We need using jemalloc to find the memory issue. That's what this document is about.
Use libunwind instead of libgcc to get the backtrace which may cause process hangs.
@@ -177,7 +177,8 @@ target_compile_definitions(_jemalloc PRIVATE -DJEMALLOC_PROF=1) # At the time ClickHouse uses LLVM libunwind which follows libgcc's way of backtracking. # # ClickHouse has to provide `unw_backtrace` method by the means of [commit 8e2b31e](https://github.com/ClickHouse/libunwind/commit/8e2b31e766dd502f6df74909e04a7dbdf5182eb1). -target_compile_definitions (_jemalloc PRIVATE -DJEMALLOC_PROF_LIBGCC=1) +#target_compile_definitions (_jemalloc PRIVATE -DJEMALLOC_PROF_LIBGCC=1) +target_compile_definitions (_jemalloc PRIVATE -DJEMALLOC_PROF_LIBUNWIND=1) target_link_libraries (_jemalloc PRIVATE unwind)

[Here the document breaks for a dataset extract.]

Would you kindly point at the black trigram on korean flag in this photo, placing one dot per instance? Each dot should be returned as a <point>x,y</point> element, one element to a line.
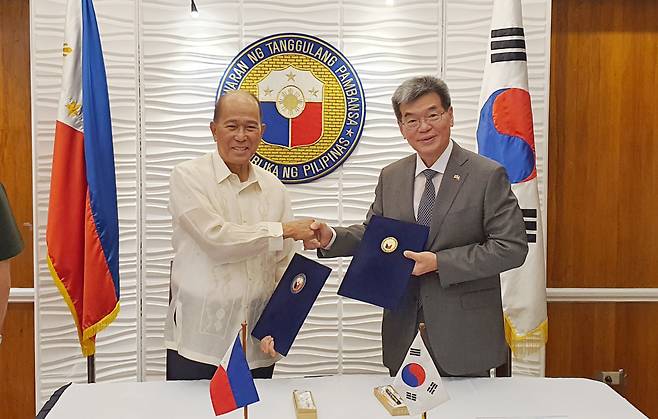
<point>530,218</point>
<point>432,387</point>
<point>507,44</point>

For more infomation, check https://github.com/jemalloc/jemalloc/issues/2282.
Change to the directory where you want to install jemalloc, and run the following commands:
cd $Clickhouse_SOURCE_PATH/contrib/jemalloc && ./autogen.sh && ./configure.sh && make -j8
Then we get jeprof in the directory $Clickhouse_SOURCE_PATH/contrib/jemalloc/bin/jeprof
.
Ensure to enable jemalloc -DENABLE_JEMALLOC=ON
in cpp-ch/CMakeLists.txt, and compile libch.so.
For Yarn or thrift server, you need add the following to the submit script:
export MALLOC_CONF="prof:true,lg_prof_interval:30" # enable jemalloc heap profiling
You can find more options in https://github.com/jemalloc/jemalloc/wiki/Use-Case%3A-Heap-Profiling.
After you get the heap file, you can use the following command to analyze the result: Check memory diff, so you can find which part of the code consume the memory.
jeprof --svg /usr/lib/jvm/java-8-openjdk-amd64/bin/java --base=jeprof.3717358.1.i1.heap jeprof.3717358.30.i30.heap > diff.svg
You can find more usage about jeprof with jeprof --help
.